I do not like opencode's philosophy on the clipboard, it tries to be too clever.

imron 7 hours ago | parent [-]

Codex works great in opencode until it gets up to around 200k context. Then it starts doing things like:

me: Can you implement the next thing

OpenCode+Codex: Yep I'll do that next. <does nothing and returns to prompt>

me: Well?

OpenCode+Codex: <starts implementing>

me: Looks good, let's fix this one issue.

OpenCode+Codex: Sure let's do that. <does nothing and returns to prompt>

me: <bangs head against wall>

--

I've found the codex cli to be much better in this regard, it doesn't nearly derp out so much at higher token counts.

Opus is still my favourite model (I've found 4.6 specifically gives me the best results in OpenCode), but with all the shenanigans Anthropic is pulling, Codex is a close enough substitute.

cmrdporcupine 6 hours ago | parent [-]

I went back and forth between the two for months, often having both in various proportions. But I had enough reliability issues with Anthropic back in March timeframe that I just threw in the towel. I find GPT "boring" to work with but it's a steady hand and there's really nothing I throw at it that it can't do.

And yeah, I am supplementing with GLM 5.2 and have actually found it quite complimentary.

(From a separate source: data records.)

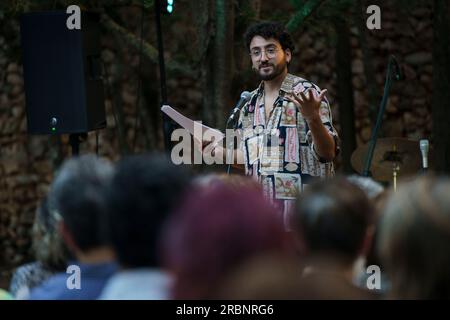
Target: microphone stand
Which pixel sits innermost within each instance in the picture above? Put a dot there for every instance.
(373, 138)
(236, 122)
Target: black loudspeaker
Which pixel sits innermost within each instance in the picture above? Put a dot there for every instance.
(62, 73)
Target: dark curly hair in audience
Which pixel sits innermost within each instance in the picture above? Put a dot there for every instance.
(143, 192)
(267, 30)
(332, 217)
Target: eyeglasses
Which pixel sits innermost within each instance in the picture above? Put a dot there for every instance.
(271, 52)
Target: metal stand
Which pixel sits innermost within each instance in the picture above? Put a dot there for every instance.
(167, 124)
(387, 87)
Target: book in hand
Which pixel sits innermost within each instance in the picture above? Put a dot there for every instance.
(196, 128)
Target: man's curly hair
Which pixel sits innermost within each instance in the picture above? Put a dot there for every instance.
(267, 30)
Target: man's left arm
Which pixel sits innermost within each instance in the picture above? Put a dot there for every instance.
(316, 112)
(324, 143)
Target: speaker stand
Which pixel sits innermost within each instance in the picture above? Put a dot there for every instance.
(74, 140)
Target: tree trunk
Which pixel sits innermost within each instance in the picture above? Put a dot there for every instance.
(369, 72)
(345, 93)
(441, 83)
(223, 59)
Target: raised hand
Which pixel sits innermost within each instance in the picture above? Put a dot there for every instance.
(308, 103)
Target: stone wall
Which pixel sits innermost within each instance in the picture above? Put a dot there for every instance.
(27, 162)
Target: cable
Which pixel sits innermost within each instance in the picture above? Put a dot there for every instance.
(109, 93)
(96, 142)
(138, 106)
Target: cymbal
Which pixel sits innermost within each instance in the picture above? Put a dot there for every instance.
(388, 154)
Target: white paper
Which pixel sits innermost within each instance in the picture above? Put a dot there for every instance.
(189, 124)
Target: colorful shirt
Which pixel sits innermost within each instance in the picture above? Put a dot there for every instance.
(281, 153)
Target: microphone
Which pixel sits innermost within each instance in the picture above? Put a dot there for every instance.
(245, 96)
(424, 146)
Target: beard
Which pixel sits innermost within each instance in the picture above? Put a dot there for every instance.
(271, 72)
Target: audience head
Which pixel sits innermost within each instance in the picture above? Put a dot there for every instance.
(414, 241)
(78, 195)
(48, 245)
(331, 218)
(215, 230)
(143, 192)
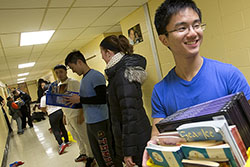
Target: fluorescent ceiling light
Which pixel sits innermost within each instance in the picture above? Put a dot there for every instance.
(31, 64)
(36, 37)
(21, 79)
(23, 74)
(20, 82)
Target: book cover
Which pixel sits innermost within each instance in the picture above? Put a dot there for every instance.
(220, 127)
(215, 153)
(200, 133)
(165, 156)
(204, 163)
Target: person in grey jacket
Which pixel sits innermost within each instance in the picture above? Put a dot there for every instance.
(130, 124)
(15, 113)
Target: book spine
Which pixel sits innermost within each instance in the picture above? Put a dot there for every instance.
(239, 141)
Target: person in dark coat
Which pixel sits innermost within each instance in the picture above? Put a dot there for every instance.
(25, 109)
(130, 124)
(15, 114)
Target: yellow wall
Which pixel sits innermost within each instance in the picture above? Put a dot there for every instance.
(226, 39)
(4, 128)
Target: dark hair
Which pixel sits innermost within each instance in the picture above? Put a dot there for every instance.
(74, 56)
(14, 92)
(117, 44)
(60, 66)
(168, 9)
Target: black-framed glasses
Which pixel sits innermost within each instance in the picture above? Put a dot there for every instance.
(184, 29)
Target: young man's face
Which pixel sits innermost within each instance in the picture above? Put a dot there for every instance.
(183, 43)
(61, 74)
(76, 67)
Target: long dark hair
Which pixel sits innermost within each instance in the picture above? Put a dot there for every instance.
(117, 44)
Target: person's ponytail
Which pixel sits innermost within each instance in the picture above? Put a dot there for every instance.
(117, 44)
(126, 47)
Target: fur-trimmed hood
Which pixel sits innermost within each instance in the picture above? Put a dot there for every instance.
(134, 68)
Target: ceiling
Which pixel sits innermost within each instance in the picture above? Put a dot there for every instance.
(76, 23)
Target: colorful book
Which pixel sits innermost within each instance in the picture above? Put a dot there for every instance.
(212, 130)
(204, 163)
(214, 153)
(165, 156)
(239, 141)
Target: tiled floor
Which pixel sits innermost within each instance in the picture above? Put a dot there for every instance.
(38, 148)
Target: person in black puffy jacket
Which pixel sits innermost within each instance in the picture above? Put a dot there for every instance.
(130, 124)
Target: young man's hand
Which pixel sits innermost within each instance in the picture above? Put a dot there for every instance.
(80, 119)
(72, 100)
(145, 157)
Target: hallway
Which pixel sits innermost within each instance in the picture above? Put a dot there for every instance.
(38, 148)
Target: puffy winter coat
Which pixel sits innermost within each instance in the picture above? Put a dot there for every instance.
(130, 124)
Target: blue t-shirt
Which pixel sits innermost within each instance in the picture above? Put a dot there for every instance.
(93, 113)
(214, 80)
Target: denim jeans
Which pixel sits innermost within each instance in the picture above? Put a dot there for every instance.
(19, 125)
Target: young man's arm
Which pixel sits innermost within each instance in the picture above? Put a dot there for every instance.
(155, 131)
(100, 97)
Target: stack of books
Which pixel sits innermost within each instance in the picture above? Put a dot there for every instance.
(234, 108)
(206, 143)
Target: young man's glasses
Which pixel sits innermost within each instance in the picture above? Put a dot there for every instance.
(184, 29)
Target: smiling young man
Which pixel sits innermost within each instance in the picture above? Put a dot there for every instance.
(194, 79)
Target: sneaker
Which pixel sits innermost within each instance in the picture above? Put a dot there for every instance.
(62, 148)
(68, 144)
(81, 157)
(20, 133)
(90, 162)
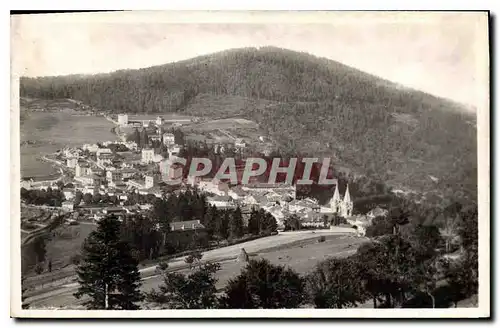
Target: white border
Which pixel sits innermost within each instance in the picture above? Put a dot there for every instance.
(483, 180)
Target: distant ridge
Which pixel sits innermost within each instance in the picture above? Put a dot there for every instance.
(306, 104)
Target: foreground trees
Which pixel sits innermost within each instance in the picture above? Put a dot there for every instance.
(196, 290)
(108, 274)
(264, 285)
(336, 283)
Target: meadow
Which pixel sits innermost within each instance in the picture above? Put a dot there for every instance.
(43, 133)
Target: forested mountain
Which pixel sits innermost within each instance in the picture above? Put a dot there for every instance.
(307, 104)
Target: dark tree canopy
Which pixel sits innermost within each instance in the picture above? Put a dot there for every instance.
(108, 274)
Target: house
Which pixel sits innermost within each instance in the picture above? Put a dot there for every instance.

One of Codex's weaknesses is "excessive staging" -- basically it's quite cautious and pushes a very incremental approach. This is good for working in an established codebase (which most work is anyways). But for yeeting new projects, Claude always shone better for me (though it often left a mess of race conditions and unhandled negative cases that I had to clean up by hand or with codex)

GLM actually does pretty well in this regard, with the right prompting. It's more "creative" than GPT.